No cerne do problema, segundo a Royal Caribbean, está a letra miúda do acordo com o Centro de Controle de Doenças (CDC) dos EUA. Nele, a agência exige aos executivos das companhias de cruzeiro que sejam legalmente responsáveis - civil e criminalmente - se as normas de desembarque não forem obedecidas.
"Com muito prazer faremos o que nos pedirem, mas as penas criminais deram-nos a nós e a nossos advogados o que pensar", escreveu o presidente da Royal Caribbean, Michael Bayley, numa carta que distribuiu no domingo à sua tripulação. Nela, diz que tinha finalmente decidido assinar o documento, anunciando um plano de desembarque.
Mas se foi possível planear isto agora, "por que não me mandaram para casa no mês passado?", questiona a bailarina inglesa Lauren Carrick, que divide a cabine no "Celebrity Infinity" com o namorado.
"Ontem passei o dia a chorar. É uma montanha russa de emoções e é cansativo e esgotante. À noite não consigo dormir, estou sempre a pensar quando vou voltar para casa", conta Carrick à AFP.
Mas nem todos querem ir embora. Alguns sentem-se, inclusive, mais seguros nos navios e temem que o escândalo mediático afete a indústria que lhes dá o ganha-pão.
"Tudo isto é complexo e muito frustrante para nós, que amamos o nosso trabalho", diz à AFP um sul-africano de 42 anos a bordo de um navio da Carnival, onde é gerente de alimentos. Enviar as pessoas em voos fretados "custa muitos milhões", defende, pedindo o anonimato. "A culpa não é das linhas de cruzeiro, mas de organismos como os CDC", defende
Um processo complexo
Os conflitos entre aqueles que se sentem presos e os que estão confortáveis aumentam e, pelo Facebook, as guerras de palavras são de arrepiar. Quatro dos tripulantes entrevistados pela AFP dizem que não se sentem seguros no navio por esta razão. "Sinto muito, muito medo. Acho que é muito perigoso", diz o guitarrista brasileiro.
O presidente da Royal Caribbean disse que, dos 25 mil tripulantes que a empresa tem a bordo neste momento, mais de mil manifestaram o desejo de ficar.

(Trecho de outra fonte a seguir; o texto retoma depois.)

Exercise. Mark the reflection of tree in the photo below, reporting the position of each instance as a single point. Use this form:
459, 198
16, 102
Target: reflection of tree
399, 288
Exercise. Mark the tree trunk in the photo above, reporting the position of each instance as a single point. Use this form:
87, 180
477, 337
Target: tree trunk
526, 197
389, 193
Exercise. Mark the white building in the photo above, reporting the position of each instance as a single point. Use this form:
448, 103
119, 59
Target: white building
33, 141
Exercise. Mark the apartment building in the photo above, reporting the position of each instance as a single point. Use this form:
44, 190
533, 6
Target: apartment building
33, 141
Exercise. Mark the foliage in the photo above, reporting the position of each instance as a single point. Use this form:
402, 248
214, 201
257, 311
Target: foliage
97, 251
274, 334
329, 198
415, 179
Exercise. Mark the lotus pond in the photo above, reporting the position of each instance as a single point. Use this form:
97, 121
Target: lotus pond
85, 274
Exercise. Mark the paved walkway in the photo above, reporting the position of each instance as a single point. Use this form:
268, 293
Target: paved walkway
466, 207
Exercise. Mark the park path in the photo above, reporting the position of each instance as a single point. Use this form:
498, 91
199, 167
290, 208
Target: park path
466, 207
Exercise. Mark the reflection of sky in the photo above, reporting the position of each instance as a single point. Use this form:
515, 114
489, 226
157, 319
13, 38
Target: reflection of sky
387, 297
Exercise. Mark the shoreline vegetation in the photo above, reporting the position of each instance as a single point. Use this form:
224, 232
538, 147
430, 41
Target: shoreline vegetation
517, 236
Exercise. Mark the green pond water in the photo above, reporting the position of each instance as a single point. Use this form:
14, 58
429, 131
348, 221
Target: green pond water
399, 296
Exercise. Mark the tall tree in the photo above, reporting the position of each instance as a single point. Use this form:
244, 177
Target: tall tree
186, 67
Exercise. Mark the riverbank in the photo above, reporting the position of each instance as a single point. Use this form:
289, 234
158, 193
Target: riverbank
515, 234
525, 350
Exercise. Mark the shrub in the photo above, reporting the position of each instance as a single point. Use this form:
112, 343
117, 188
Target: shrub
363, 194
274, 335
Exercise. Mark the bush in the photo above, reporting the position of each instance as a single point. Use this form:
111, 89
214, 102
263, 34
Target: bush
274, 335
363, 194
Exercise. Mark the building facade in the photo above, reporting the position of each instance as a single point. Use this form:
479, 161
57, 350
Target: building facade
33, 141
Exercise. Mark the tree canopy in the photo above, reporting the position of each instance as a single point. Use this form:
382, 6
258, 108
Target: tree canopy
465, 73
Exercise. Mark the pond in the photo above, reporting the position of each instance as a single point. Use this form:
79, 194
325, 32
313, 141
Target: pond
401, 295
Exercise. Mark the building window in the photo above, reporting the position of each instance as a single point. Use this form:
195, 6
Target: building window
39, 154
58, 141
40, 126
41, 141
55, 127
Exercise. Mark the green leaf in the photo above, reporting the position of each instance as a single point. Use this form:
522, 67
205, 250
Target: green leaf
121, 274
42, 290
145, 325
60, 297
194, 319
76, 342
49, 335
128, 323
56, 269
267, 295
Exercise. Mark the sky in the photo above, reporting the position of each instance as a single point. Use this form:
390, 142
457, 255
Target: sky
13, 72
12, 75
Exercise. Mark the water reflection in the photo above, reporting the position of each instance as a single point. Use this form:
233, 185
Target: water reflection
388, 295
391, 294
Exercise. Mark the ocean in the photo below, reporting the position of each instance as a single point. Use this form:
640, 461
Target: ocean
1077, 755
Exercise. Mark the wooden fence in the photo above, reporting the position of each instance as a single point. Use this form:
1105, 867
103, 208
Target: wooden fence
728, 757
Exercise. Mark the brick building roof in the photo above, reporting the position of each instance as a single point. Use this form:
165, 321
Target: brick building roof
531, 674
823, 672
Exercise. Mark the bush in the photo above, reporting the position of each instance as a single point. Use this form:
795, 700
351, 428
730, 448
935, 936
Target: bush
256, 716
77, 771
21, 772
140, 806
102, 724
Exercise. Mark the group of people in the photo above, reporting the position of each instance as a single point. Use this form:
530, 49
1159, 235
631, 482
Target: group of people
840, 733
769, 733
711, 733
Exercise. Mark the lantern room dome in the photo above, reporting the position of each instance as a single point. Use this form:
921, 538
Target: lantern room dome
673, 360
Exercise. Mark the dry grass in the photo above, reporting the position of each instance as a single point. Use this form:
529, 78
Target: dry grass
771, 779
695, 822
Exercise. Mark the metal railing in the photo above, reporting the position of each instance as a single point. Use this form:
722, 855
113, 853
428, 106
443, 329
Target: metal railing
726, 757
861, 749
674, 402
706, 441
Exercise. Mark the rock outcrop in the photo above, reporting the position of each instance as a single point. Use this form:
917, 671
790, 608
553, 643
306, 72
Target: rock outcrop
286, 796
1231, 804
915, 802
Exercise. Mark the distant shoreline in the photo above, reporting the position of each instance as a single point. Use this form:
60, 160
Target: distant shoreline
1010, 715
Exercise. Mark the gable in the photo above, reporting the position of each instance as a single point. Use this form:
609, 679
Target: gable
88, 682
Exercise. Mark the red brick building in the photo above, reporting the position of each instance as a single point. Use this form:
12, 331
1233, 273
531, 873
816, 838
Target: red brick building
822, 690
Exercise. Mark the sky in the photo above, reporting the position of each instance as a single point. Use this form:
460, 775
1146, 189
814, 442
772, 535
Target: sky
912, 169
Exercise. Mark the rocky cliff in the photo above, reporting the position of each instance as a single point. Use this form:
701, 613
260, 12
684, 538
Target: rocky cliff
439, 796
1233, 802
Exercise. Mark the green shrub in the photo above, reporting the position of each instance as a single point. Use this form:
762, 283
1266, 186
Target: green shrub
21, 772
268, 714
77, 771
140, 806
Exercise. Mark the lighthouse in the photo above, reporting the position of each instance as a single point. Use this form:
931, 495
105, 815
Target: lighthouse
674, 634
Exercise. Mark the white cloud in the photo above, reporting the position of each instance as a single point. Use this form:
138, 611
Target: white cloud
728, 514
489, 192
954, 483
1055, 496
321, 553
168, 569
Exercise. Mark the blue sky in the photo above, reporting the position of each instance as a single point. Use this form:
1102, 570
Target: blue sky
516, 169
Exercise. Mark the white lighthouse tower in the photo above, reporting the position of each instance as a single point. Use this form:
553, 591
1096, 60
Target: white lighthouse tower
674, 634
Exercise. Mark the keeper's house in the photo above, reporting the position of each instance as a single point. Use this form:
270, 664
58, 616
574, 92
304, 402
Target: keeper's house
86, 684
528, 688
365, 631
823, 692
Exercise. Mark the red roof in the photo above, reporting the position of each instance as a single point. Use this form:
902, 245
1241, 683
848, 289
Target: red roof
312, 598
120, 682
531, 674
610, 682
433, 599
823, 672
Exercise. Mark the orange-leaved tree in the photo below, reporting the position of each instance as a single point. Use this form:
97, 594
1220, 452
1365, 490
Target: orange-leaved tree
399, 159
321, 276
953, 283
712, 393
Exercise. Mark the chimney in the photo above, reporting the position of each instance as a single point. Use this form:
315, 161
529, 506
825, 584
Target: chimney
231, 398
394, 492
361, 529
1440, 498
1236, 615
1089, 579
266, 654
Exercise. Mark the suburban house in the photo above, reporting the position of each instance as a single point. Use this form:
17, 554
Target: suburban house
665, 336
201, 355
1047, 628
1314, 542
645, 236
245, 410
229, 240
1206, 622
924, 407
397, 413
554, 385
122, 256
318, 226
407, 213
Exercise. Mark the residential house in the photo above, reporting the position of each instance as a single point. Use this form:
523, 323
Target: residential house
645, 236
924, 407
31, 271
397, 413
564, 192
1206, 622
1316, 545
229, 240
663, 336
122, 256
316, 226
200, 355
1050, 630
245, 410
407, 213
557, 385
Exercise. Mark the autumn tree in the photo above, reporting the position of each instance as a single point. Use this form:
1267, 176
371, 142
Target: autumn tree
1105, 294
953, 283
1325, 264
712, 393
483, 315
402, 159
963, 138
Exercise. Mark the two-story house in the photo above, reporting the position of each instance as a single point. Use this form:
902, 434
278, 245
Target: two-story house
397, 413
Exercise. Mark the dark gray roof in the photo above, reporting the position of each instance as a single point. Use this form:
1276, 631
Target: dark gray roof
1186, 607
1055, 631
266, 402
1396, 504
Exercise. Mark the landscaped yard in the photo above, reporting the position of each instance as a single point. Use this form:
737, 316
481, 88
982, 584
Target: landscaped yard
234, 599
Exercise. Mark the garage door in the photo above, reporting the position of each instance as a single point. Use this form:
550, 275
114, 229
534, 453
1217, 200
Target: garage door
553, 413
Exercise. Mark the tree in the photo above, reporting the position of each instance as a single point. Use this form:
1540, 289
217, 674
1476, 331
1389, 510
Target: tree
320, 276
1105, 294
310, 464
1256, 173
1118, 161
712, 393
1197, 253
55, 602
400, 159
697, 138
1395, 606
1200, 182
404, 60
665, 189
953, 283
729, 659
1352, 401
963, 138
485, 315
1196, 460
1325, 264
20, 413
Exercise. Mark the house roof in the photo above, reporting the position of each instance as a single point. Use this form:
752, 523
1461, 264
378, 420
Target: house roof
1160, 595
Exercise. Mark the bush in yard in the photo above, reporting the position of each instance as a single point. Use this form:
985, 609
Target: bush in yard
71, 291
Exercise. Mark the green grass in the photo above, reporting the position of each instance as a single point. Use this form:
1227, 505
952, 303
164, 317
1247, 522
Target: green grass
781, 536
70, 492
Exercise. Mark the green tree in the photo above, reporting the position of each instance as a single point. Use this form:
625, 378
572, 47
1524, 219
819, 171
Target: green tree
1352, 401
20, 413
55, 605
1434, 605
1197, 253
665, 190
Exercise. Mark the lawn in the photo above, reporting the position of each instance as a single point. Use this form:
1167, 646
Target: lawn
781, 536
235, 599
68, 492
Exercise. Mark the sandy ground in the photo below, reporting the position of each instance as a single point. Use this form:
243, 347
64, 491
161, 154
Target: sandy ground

No entanto, repatriar os que querem partir é "incrivelmente complexo", escreveu Bayley. "A nossa tripulação vem de mais de 60 países. Cada país tem normas e regulamentações diferentes sobre quem pode voltar para casa, e como e quando". Alguns nem sequer aceitam a entrada de seus próprios cidadãos, afirmou.
A Carnival informou que está fazendo "progressos" e que repatriou milhares de tripulantes até o momento. "Mas tem sido muito mais difícil nas últimas semanas devido aos encerramentos dos portos e às restrições a viagens", disse Roger Frizzell, porta-voz da companhia.
Entre passageiros e tripulantes, no total foram registados 2.789 casos de coronavírus a bordo de 33 navios, segundo a Associação Internacional de Linhas de Cruzeiros.
No mês passado, trabalhadores da Celebrity Cruises apresentaram uma ação coletiva acusando a companhia de negligência e, na terça-feira, a família de um indonésio falecido por coronavírus após ter sido transferido para um hospital na Flórida processou a Royal Caribbean por homicídio por negligente.